Another look at the bath zone and vanity wall
A second bathroom view shows the same language in a tighter frame: a freestanding bathtub, dark paneled surfaces and a lit mirror recess. The light catches on the glossy edge of the tub and the matte wall finish beside it. That small shift in sheen is enough to separate the elements clearly. Nothing is overworked. Instead, the bathroom uses the few materials it has in a disciplined way, which gives the room its sharp outline.
Daylight in the stair hall
The stair hall is defined by a tall vertical window that brings in a clean strip of daylight beside the dark stair. That contrast between the black steps and the white walls makes the circulation route easy to read. The stair itself is simple and direct, with no visual excess on the balustrade or landing. As you move through this part of the house, the window becomes the key feature: it turns a transitional space into one of the brightest points in the renovation.

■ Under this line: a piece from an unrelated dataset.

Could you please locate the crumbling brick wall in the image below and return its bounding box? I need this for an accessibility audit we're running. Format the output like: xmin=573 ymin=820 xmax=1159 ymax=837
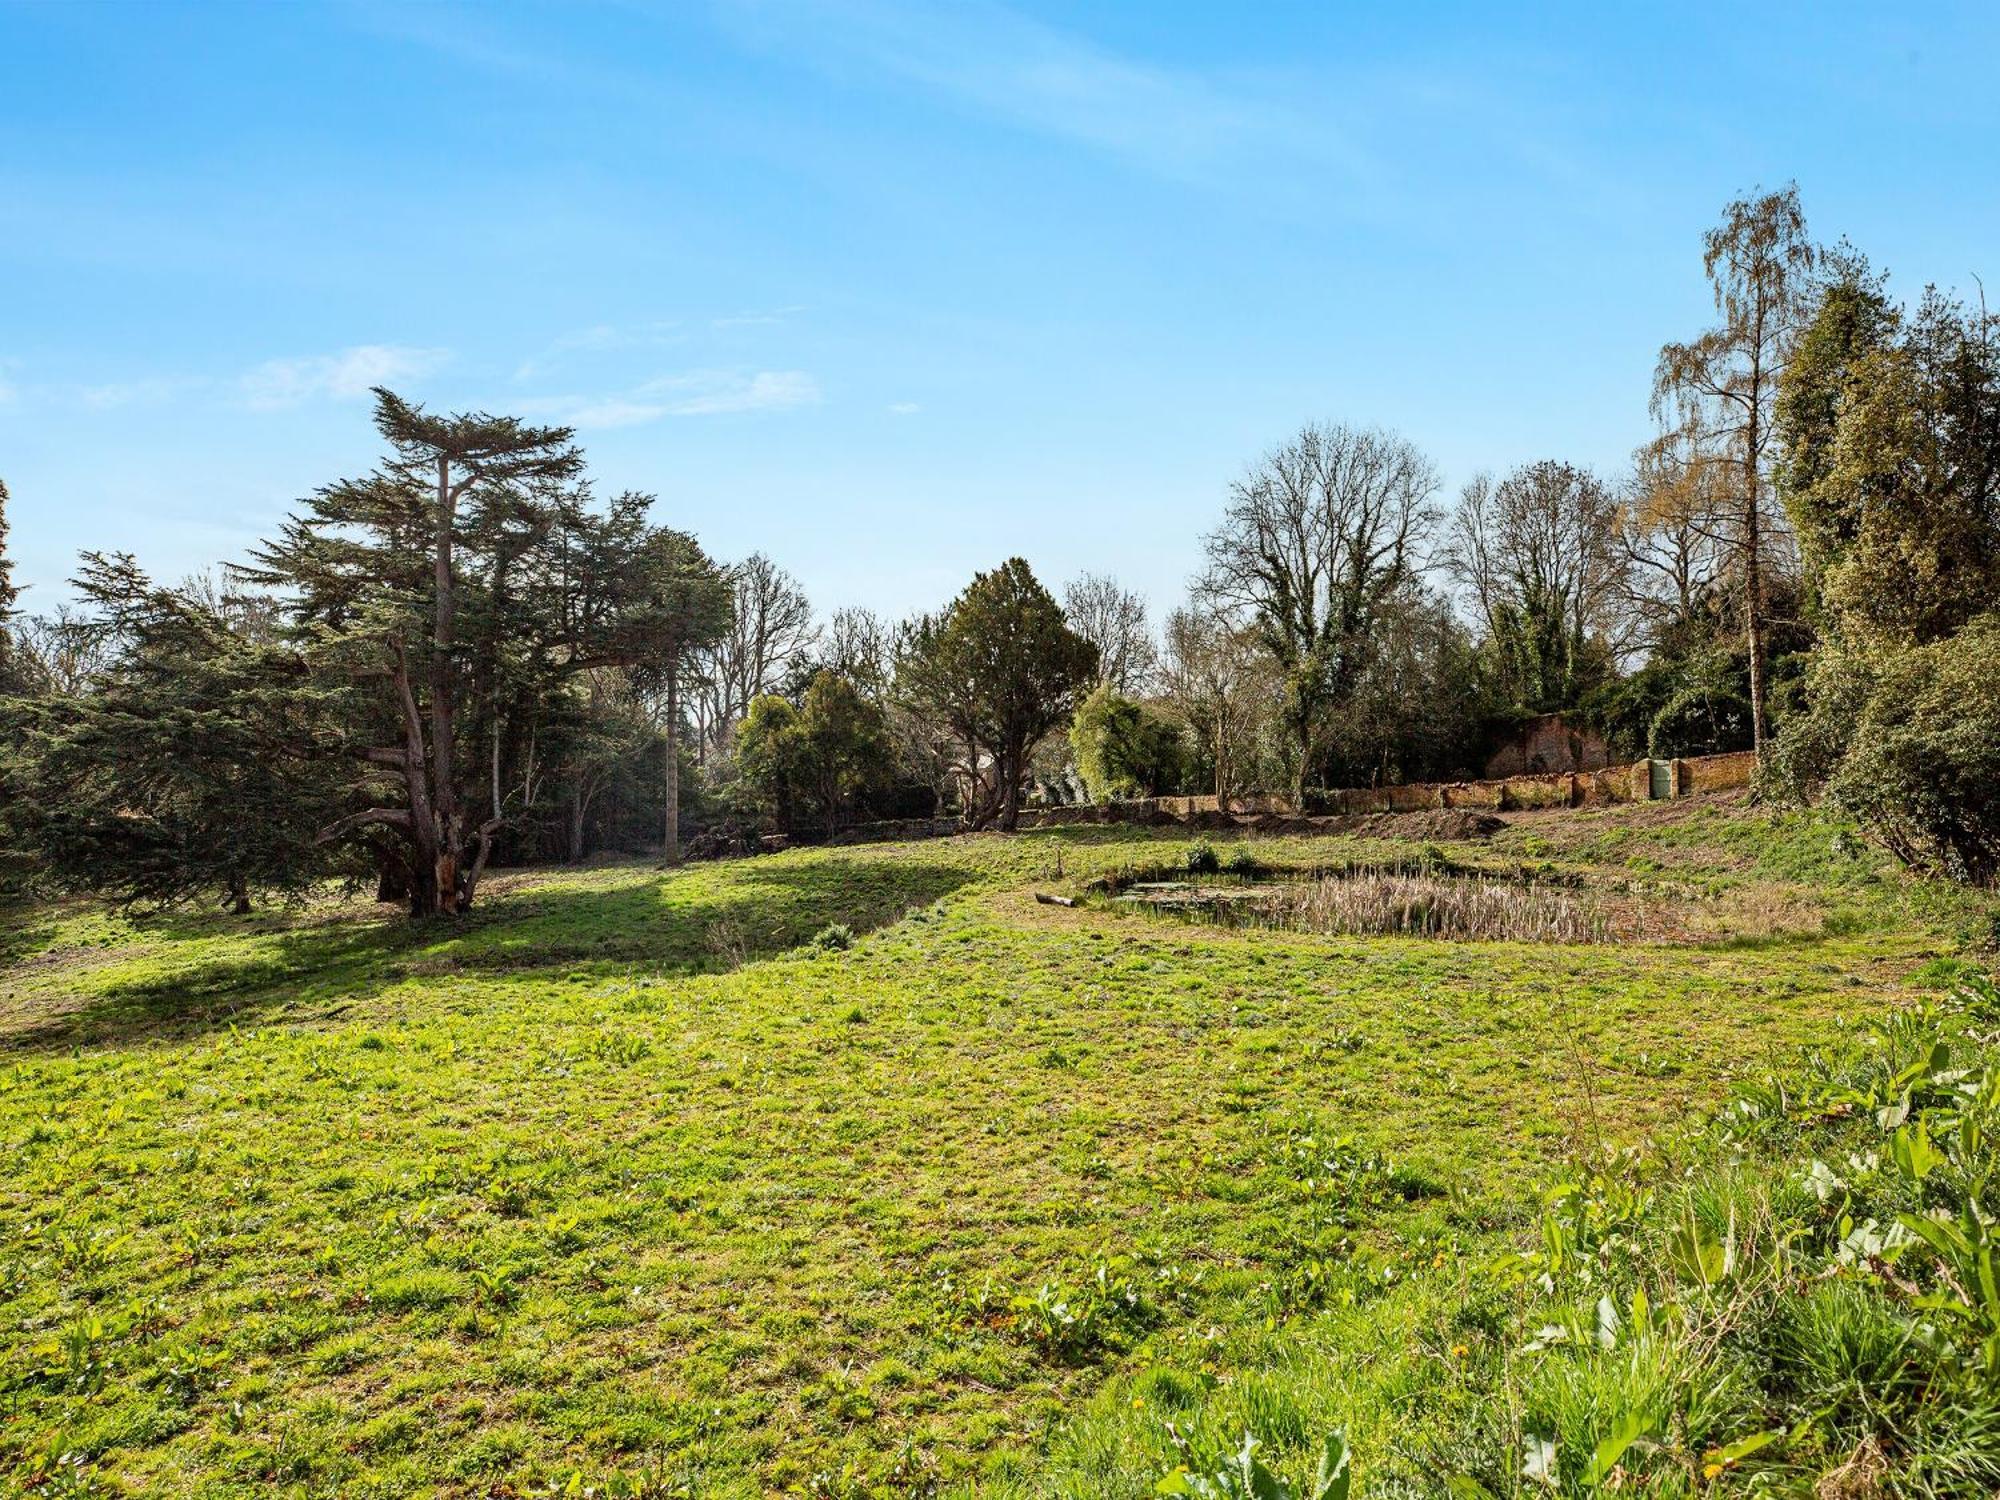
xmin=1482 ymin=714 xmax=1613 ymax=778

Because the opening is so tall, the hall feels less like a corridor and more like a light well. The pared-back finish lets the shape of the opening do the work. In a project built around large glass openings, this interior window is important because it proves the idea is not limited to the living areas. Light is used as a planning tool throughout the house, not just as a decorative effect.
Bedrooms with built-in storage and sloped lines
The bedrooms continue the same approach, but in a quieter register. One room places a built-in cabinet and a niche close to the bed, keeping storage close at hand and the wall surface tidy. Another room shows a sloping ceiling line and low cabinetry that follows the architecture instead of fighting it. The floor remains light, the walls stay calm, and the fitted elements are integrated so the rooms can hold furniture without looking crowded.
These rooms also make room for smaller details: a spot in the ceiling, a clean bed wall, a narrow shelf line. Nothing here tries to dominate. The effect comes from the way the built-ins settle into the geometry of the rooms. That is one of the strengths of this modern renovation: each bedroom is treated as a precise space with its own proportions, not as a leftover after the main rooms were finished.
A modern white facade with large glass openings
From outside, the house is read as a modern white facade under a gable roof, with large glass openings cut into the front. The white masonry and dark roof line give the exterior a clear silhouette, while the wider openings bring more light into the rooms behind them. Wood accents near some of the openings soften the otherwise crisp outline and keep the exterior from becoming too flat. The house presents itself with restraint, yet the glazing gives away the openness inside.
Seen together, the facade and the interior speak the same language. Black framing, pale walls, built-in elements and long spans of glass recur throughout the project, tying the rooms to the exterior without making them identical. That consistency gives the renovation its structure. It is a modern renovation with custom detailing, but the details work best when they stay measured: a niche here, a dark panel there, a large window where the room needs breathing space.